A game called The Great Flu got a lot of press this week, thanks to an Associated Press article. It was created by the head of virology at a Dutch hospital, so it's no surprise that it's not much of a game. It's more like an interactive exercise in triage on a global scale.[Dr. Albert] Osterhaus said the video game's approximation of combating a pandemic, choosing between various interventions yet still watching the outbreak spread, gives people a sense of how difficult it is to make decisions in the public health world.
You can play The Great Flu here. Dr. Osterhaus himself appears in the game, delivering dire news in little video clips. It's worth clicking on the "Learn More" button from the main screen, where he lays out in very simple language how a virus works and how it can be countered. He ends with a succinct statement that homeopathic solutions do not work against influenza. Hear hear.
But are there games like this that are actual good games?
Glad you asked. Meet me after the jump and we'll talk.
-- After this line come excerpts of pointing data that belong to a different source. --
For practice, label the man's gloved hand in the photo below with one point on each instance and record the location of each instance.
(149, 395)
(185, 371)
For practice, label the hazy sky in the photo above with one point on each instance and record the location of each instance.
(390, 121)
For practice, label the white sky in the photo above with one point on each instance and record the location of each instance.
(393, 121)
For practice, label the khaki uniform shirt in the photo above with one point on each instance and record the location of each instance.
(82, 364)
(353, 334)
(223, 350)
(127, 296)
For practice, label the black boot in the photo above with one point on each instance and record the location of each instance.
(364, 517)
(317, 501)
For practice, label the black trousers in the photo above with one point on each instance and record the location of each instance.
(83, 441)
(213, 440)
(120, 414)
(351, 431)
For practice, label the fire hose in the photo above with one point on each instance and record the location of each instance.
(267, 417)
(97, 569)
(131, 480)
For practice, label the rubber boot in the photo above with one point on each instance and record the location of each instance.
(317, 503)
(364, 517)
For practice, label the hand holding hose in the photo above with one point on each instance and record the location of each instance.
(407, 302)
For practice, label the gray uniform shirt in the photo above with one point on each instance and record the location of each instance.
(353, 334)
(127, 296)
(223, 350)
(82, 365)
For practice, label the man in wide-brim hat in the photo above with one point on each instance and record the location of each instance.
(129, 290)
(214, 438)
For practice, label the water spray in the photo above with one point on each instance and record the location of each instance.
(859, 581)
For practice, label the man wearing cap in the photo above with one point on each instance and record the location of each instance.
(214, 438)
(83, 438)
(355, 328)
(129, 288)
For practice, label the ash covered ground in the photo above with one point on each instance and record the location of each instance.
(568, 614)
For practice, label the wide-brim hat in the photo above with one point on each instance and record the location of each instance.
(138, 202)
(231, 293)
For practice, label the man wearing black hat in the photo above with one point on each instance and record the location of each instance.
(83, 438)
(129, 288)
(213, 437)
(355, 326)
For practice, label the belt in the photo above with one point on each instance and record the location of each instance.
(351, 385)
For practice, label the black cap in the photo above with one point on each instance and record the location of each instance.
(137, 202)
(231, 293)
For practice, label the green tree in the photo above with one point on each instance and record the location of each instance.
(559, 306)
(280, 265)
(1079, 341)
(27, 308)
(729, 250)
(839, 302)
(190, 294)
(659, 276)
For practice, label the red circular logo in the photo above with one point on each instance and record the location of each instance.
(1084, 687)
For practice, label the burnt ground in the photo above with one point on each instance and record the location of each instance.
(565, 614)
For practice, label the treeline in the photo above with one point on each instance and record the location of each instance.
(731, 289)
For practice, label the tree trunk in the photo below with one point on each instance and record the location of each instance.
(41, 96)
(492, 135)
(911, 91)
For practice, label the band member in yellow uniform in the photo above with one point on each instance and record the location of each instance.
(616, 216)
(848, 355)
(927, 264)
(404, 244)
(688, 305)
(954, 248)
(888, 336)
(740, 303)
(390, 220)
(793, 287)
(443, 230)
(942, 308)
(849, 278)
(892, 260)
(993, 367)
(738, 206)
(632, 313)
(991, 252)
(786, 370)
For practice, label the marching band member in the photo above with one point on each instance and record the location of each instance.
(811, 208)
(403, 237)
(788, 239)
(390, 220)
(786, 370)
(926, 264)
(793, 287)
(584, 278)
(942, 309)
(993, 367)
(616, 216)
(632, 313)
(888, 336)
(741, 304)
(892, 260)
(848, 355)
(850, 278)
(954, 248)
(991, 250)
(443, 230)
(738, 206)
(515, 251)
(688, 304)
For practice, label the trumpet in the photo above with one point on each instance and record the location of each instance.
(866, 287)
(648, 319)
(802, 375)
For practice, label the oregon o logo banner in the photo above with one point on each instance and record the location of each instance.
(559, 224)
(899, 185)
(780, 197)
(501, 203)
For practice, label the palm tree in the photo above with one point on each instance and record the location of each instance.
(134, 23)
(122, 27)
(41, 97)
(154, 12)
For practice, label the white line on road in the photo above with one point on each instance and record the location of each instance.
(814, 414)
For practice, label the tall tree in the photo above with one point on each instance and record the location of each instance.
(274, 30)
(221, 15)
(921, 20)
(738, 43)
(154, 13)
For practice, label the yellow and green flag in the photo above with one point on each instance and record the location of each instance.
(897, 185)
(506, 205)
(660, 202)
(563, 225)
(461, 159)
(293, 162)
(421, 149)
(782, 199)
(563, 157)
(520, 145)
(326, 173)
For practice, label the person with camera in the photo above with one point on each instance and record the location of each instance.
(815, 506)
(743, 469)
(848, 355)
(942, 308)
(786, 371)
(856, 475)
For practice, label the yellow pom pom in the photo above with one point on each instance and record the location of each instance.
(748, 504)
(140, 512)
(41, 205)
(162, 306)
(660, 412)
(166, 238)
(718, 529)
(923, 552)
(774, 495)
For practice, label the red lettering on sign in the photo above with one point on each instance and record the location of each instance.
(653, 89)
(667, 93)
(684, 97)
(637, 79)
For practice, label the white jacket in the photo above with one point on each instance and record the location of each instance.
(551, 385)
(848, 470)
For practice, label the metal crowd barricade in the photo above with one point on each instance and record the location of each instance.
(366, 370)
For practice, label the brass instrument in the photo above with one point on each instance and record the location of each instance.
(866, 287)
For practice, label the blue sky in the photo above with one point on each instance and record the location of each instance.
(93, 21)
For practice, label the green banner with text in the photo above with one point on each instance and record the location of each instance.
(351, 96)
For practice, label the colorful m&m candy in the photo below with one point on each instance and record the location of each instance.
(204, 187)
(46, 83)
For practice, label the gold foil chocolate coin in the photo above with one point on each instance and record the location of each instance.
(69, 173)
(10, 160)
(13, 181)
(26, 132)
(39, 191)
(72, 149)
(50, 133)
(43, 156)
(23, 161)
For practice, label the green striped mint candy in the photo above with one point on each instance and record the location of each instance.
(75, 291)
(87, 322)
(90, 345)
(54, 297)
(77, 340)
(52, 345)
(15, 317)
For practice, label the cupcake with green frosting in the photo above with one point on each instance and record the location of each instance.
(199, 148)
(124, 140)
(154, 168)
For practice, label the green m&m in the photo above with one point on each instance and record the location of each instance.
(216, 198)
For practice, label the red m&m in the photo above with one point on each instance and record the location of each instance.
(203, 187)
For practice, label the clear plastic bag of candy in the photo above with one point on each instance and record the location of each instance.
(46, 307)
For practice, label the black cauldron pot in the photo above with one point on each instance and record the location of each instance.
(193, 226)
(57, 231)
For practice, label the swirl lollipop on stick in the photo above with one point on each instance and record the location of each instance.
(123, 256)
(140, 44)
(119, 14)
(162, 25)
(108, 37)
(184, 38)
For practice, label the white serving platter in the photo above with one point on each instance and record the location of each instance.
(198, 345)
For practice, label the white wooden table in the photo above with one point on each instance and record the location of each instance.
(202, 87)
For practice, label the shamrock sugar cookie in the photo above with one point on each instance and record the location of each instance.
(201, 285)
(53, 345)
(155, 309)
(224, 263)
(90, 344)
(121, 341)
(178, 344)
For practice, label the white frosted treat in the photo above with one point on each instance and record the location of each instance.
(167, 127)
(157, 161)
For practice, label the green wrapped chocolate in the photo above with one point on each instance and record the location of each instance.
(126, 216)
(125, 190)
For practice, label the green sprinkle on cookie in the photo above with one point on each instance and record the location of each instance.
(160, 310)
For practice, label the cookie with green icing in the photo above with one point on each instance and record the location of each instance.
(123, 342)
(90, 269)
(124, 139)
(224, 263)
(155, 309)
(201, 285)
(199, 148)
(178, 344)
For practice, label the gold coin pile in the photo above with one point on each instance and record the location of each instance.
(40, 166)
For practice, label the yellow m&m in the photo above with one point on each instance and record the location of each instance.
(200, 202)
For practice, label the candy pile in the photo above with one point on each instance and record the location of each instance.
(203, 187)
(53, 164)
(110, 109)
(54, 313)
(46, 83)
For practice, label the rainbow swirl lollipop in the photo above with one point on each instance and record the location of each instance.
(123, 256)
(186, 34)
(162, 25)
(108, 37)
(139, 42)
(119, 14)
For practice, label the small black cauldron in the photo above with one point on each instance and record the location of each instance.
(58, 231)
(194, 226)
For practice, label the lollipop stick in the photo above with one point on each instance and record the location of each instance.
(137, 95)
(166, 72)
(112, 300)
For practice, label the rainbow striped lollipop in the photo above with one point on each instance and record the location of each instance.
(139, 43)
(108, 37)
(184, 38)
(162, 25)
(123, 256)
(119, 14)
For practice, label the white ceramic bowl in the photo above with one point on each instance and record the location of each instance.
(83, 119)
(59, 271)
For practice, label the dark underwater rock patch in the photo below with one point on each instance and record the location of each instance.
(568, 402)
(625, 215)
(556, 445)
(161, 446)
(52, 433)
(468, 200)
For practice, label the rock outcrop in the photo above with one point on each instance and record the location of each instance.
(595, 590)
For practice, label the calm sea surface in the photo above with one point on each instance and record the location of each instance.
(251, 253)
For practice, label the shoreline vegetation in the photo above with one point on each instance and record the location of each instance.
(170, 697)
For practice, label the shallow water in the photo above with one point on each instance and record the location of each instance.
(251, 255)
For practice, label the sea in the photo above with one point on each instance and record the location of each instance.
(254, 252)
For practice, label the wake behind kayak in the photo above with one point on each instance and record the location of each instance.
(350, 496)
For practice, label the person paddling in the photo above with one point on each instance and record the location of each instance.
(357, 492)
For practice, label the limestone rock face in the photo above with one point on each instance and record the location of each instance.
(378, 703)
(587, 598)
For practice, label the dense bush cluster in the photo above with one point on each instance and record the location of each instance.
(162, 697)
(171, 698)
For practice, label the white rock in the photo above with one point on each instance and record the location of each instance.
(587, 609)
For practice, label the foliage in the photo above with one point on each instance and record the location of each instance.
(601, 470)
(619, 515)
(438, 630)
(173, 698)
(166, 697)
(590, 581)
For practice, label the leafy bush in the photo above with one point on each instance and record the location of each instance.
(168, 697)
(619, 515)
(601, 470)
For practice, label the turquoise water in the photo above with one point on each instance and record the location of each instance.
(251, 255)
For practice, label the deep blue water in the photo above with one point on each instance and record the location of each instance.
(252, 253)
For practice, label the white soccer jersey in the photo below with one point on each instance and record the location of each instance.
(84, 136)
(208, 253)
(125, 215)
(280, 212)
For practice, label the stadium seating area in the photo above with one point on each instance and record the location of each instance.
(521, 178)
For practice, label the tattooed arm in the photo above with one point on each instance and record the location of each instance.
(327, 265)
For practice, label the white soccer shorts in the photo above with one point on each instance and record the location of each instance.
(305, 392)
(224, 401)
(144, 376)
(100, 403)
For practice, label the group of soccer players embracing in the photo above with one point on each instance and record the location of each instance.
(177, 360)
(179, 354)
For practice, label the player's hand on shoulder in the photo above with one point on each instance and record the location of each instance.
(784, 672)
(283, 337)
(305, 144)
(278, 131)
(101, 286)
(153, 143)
For the same basic idea, but with more actual gameplay, try Pandemic: American Swine. It's played on a map of the US. You manage the government reaction to a swine flu outbreak as it spreads from state to state. Decide how to spend your money to contain the outbreak while a vaccine is researched. Then you get to decide which states get the vaccine first. If things get desperate, you can drop a neutron bomb on a city to clear out the population. Or, if you want to save a few bucks, you can just nuke the city. Be careful to manage the panic bar, because if everyone freaks out, you lose the game. It's still not much of a game, since the causes and effects aren't very clear, so you're essentially surfing a bunch of numbers.

There are better disease games, but from here, it gets confusing. There's a board game called Pandemic that you can play over a free German service called Brettspielwelt, which is German for "this costs a heck of a lot less than buying all these $60 board games and letting them languish in your closet". You'll find a whole mess of board games playable online, for the low low price of figuring out how to get past the occasional German word.
Pandemic is a cooperative multiplayer game in which up to four players with different abilities move around a map of the globe trying to contain and ultimately cure multiple epidemics. It's relatively simple and elegant, with plenty of European abstraction. Try it here, but ideally with a couple friends in tow.

But the real Pandemic you're looking for is the prequel to American Swine, which is actually the fourth in a series of games from Dark Realm Studios. The three games before American Swine were called Pandemic, Pandemic: Extinction of Man, and Pandemic 2, in that order (I told you it was going to get confusing). They all featured the unique twist that you assumed the role of the disease itself. The first two games were turn-based and pretty rudimentary, so you'll want to jump straight to Pandemic 2, Dark Realm's third game.
In Pandemic 2, as you spread, you earn evolution points. Spend these to mutate the disease, much like you'd build a character in an RPG. You want to start out infectious, but subtle. You don't want to be too lethal or too visible. You certainly don't want to kill too many people too quickly, or schools and airports start closing, and the government starts to take measures to prevent you. Ideally, you don't even want to incapacitate your victims too terribly. I like to level up my drug resistance, for instance, and avoid visible symptoms. Then, once I've got a wide global presence, I save up my points for a global coup de grace.

In my best game, I was able to spread Syfyus, a bacteria whose only effect was sneezing. I spent evolution points to remove coughs and fever. This let me move easily from Australia, to North America, to Russia, and so forth. After two months, I'd spread to 400 million people around the world. I saved up and purchased kidney failure. Bam, 70 million deaths in a week! Within 100 days of a guy in Australia sneezing, I'd killed 1 billion people. Once deaths had gone up to 6 billion, there were no longer any hospitals open to work on a vaccine. It was just a matter of time. I added effects such as sensitivity to other diseases and insanity. As countries around the world were emptied of their population, I purchased lethal brain swelling to quickly finish off the last survivors in the Middle East. After barely 200 days, I'd exterminated all of mankind. My score of 68,000 points was one of the best of the day.
Like Introversion's chilling Defcon, a dispassionate game about nuclear war, Pandemic 2 is cold, clinical, and chilling. It traffics in numbers and imagination in a way that few games understand. It is the apocalypse as a spreadsheet. If you play just one game about disease, let it be this one.